History
The first reported preparation was in 1857 by Henri Etienne Sainte-Claire Deville and Friedrich Wöhler. In their method, silicon was heated in a crucible placed inside another crucible packed with carbon to reduce permeation of oxygen to the inner crucible. They reported a product they termed silicon nitride but without specifying its chemical composition. Paul Schuetzenberger first reported a product with the composition of the tetranitride, Si3N4, in 1879 that was obtained by heating silicon with brasque (a paste made by mixing charcoal, coal, or coke with clay which is then used to line crucibles) in a blast furnace. In 1910, Ludwig Weiss and Theodor Engelhardt heated silicon under pure nitrogen to produce Si3N4. E. Friederich and L. Sittig made Si3N4 in 1925 via carbothermal reduction under nitrogen, that is, by heating silica, carbon, and nitrogen at 1250–1300 °C.
Silicon nitride remained merely a chemical curiosity for decades before it was used in commercial applications. From 1948 to 1952, the Carborundum Company, Niagara Falls, New York, applied for several patents on the manufacture and application of silicon nitride. By 1958 Haynes (Union Carbide) silicon nitride was in commercial production for thermocouple tubes, rocket nozzles, and boats and crucibles for melting metals. British work on silicon nitride, started in 1953, was aimed at high-temperature parts of gas turbines and resulted in the development of reaction-bonded silicon nitride and hot-pressed silicon nitride. In 1971, the Advanced Research Project Agency of the US Department of Defense placed a US$17 million contract with Ford and Westinghouse for two ceramic gas turbines.

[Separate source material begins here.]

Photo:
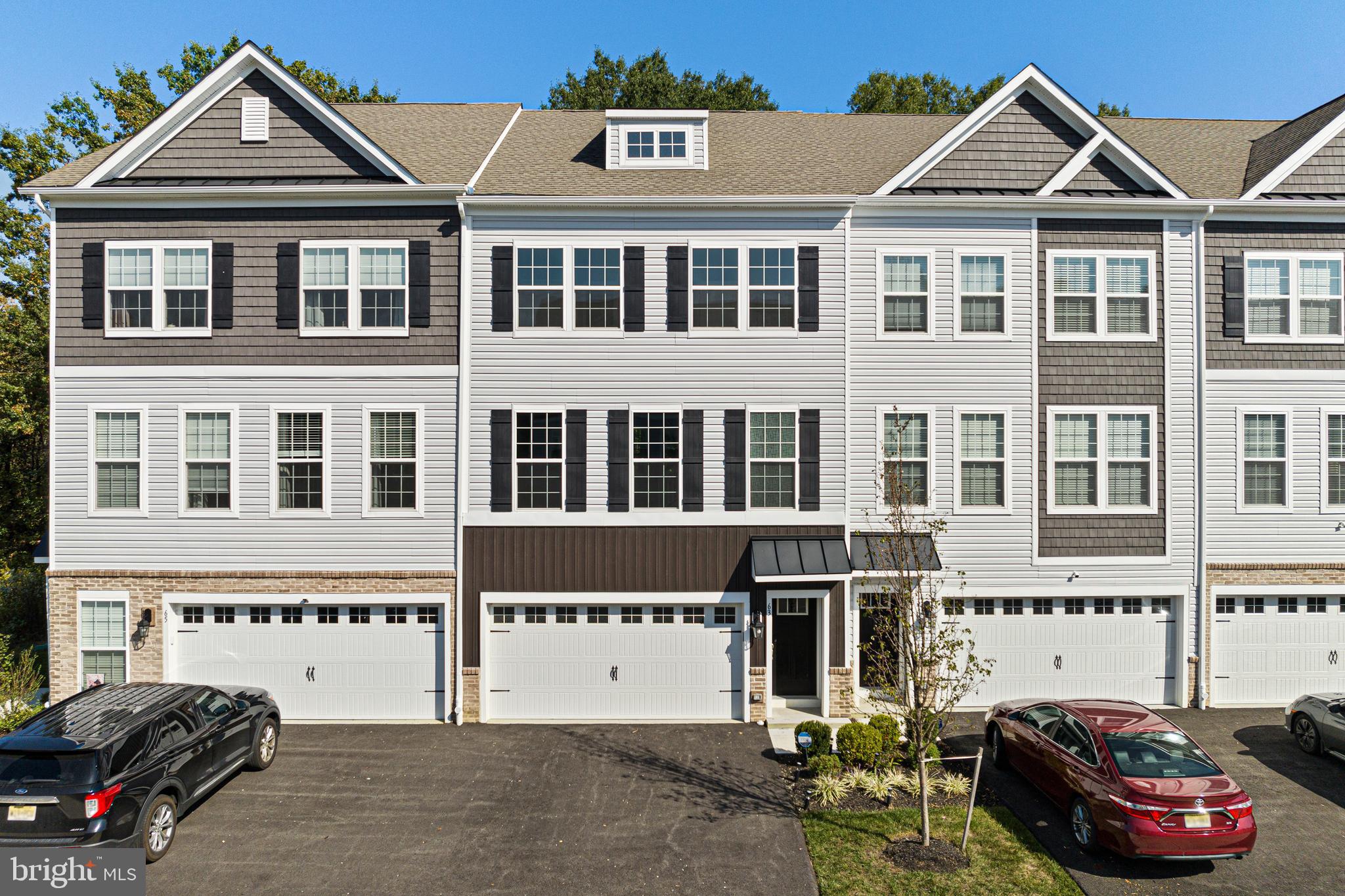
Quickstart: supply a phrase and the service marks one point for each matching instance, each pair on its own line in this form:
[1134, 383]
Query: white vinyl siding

Even though the properties of silicon nitride were well known, its natural occurrence was discovered only in the 1990s, as tiny inclusions (about 2×0.5 microns in size) in meteorites. The mineral was named nierite after a pioneer of mass spectrometry, Alfred O. C. Nier. This mineral might have been detected earlier, again exclusively in meteorites, by Soviet geologists.